Posté : jeu. mars 25, 2010 3:35 am
par kalima
Garin,
Peut-être un début de réponse sur l'aspect temporaire dans un article (cf. référence et lien ci-dessous). Il est indiqué :
"Ainsi, le "Roi des poisson", le hareng, occupe la première place en nombre de restes. Le commerce de cette espèce, sous diverses formes, est très florissant. "Le hareng a été la grande affaire de la pêche au Moyen Âge, dès 735 quand saint Wandrille créait des pêcheries à l'embouchure de la Béthune, à proximité du val de Bouteille où on exploitaient des salines » (Mollat, 1987). À son abondance, s'ajoute les facilités de préparation (qui demandent néanmoins du temps et du sel spécial). "La technique particulière du saurissage à partir du Xlle siècle différencia le hareng de tout autre salaison » (Delort, 1984). Les harengs retrouvés à Compiègne sont probablement des poissons de conserve. Même s'il est difficile de le prouver."

D'après cet extrait, jusqu'au XIIème, c'est 100% hareng salé et la technique "mixte" du saurissage n'apparait qu'après (mais proportion ?).

Clavel Benoît. Étude sur l'alimentation carnée d'après les restes osseux retrouvés dans la fosse dépotoir 3162 du site des Hallettes à Compiègne (Oise). In: Revue archéologique de Picardie.
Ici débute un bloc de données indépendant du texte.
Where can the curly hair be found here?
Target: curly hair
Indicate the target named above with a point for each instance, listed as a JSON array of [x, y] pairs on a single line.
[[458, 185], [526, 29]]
Numéro spécial Numéro spécial 13, 1997. Fouilles de sauvetage sous la place du marché à Compiègne (Oise) -1991/1993. pp. 271-286.
doi : 10.3406/pica.1997.1956
url : http://www.persee.fr/web/revues/home/pr ... _13_1_1956

Posté : jeu. mars 25, 2010 12:51 pm
par garin trousseboeuf
Oui, il faudrait voir pourquoi l'auteur place cette date au XIIème... En tout cas merci pour cette mine d'articles fort interessants.